❧  textanfall

Weinselig in KW

Es wird wärmer und die Zeit der Umlandausflüge ist da. Königs Wusterhausen (vulgo “KW”) liegt grade noch innerhalb des S-Bahn-Rings (Endstation der S 46), es ist ein ganz ansehnliches Örtchen, man kann in der Gegend schön spazieren, sich ein Schloss und ein Radiomuseum ansehen, im Herbst gibts rundum Pilze und im Sommer die Tonseen zum Baden. Ein lohnendes Ausflugsziel also. Aber Königs Wusterhausen weckt nicht grade hohe Erwartungen hinsichtlich kulinarischer Genüsse: Schon der S-Bahn-Vorplatz empfängt einen mit einer grässlichen Imbissbude (samt jungen männlichen Tarnfleck-Trägern). Doch dann kam’s bei unserer letzten Umland-Exkursion ganz anders…

In der Fußgängerzone, als wir noch zwischen Griechenimbiss und Minipizza schwankten, lockte uns ein Aufsteller durch ein Hoftor und in den “Weinladen am Kanal”. Anders als der Name suggeriert, geht’s dort nicht vorrangig um den Handel mit geschlossenen Bouteillen, sondern um den Ausschank. Der Weinladen ist in Wirklichkeit eine Weinbar! Und zwar eine recht nette. Hätten wir so nicht erwartet.

Sehr schön sitzt man da auf einer Terasse, unter Bäumen und direkt über dem Flüßchen Notte. Innendrin ist der “Weinladen” eher bodenständig als elegant – das aber auf angenehme Art: Ziegelwände und viele Meter Eisenregal mit vielen Pullen drin. Insgesamt wirkte der Raum leicht unrenoviert, aber nach dem zweiten Glas macht das eigentlich auch nichts mehr. In unseren Jeans und Outdoorjacken waren wir jedenfalls nicht allzu deutlich underdressed. Ein wenig Kunst hängt auch da, die Ausstellungen sollen wechseln. Im Winter kann man auch am offenen Kamin sitzen. Stell ich mir gut vor.

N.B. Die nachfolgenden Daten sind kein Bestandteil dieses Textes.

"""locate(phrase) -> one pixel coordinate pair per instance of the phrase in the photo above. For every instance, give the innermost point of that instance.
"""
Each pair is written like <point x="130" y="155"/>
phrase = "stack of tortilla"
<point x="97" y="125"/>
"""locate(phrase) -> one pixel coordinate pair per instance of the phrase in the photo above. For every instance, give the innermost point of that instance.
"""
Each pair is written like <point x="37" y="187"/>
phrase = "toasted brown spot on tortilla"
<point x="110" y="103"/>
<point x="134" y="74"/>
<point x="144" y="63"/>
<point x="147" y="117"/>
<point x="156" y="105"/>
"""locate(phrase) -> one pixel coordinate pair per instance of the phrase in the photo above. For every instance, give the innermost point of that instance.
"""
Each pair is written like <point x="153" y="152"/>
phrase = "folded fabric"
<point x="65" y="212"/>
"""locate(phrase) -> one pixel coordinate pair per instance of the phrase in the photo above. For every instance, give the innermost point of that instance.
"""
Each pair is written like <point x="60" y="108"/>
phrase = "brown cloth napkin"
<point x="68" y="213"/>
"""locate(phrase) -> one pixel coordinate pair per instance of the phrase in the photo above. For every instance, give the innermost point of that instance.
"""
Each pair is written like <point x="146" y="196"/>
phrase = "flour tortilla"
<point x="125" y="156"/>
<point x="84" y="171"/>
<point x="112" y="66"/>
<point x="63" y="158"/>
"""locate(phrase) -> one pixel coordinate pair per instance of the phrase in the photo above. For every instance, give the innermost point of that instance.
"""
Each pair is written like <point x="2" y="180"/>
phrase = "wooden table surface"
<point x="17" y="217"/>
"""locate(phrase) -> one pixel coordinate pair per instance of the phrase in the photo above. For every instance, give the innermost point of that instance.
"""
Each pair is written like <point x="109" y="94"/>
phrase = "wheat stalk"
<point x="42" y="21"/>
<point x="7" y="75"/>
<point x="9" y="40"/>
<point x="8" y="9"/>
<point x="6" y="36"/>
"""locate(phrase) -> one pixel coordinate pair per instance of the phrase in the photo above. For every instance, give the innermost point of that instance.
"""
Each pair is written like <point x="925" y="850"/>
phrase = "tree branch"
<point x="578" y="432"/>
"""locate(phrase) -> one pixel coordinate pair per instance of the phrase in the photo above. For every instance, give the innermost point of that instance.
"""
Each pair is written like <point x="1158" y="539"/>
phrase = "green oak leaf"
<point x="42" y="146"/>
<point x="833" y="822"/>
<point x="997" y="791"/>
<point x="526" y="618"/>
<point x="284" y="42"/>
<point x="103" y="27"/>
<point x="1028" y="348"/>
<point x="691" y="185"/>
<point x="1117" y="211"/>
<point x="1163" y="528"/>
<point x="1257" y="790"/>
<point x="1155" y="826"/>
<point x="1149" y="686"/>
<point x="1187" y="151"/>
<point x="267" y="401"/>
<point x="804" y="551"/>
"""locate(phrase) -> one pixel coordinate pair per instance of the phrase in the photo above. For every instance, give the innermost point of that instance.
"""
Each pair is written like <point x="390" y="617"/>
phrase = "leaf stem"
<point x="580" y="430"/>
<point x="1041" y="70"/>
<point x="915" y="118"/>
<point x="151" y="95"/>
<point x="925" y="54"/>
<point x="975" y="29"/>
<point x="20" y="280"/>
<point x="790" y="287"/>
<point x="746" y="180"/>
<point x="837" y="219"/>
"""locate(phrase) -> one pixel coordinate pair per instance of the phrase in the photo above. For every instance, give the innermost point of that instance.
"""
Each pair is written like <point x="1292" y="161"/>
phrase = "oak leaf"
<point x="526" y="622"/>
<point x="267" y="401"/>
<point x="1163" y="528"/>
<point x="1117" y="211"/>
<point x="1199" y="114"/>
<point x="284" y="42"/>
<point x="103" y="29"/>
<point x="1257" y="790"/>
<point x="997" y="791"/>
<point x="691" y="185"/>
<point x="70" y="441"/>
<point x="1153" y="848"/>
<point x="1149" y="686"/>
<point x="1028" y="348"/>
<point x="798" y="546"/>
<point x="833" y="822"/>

Neben dem Wein gibt es kleine kalte Speisen, vorwiegend einschlägige Mittelmeer-Leckereien. Toll fand ich, das fast alle (!) der 60 Weine glasweise zu haben sind. Nett waren auch die Wirtsleute. Sie beraten ohne Blasiertheit, aber fachkundig. Die Preise waren angenehm moderat. Gestört hat mich eigentlich nur die sehr dämmerig-romantische Beleuchtung. Ich fühlte mich gegen Ende des Abends zunehmend schläfrig – oder lag das doch am Wein und dem zuvor absolvierten Spaziergehprogramm? Gut jedenfalls, dass es dann nur 5 Minuten bis zum S-Bahnhof waren. Wir sind mit der vorletzten Bahn wieder nach Berlin gezuckelt.

Fester Vorsatz: Ich komm wieder! Spätestens im Herbst.

Weinladen am Kanal
Bahnhofstraße 24 (im Hof)
15711 Königs Wusterhausen
Geöffnet Montag – Sonntag 18:00 – 24:00
Lageplan bei Google Maps.

PS: Es heißt tatsächlich Königs Wusterhausen. Und nicht Königs-Wusterhausen. Ich schreib doch keine Deppenleerzeichen!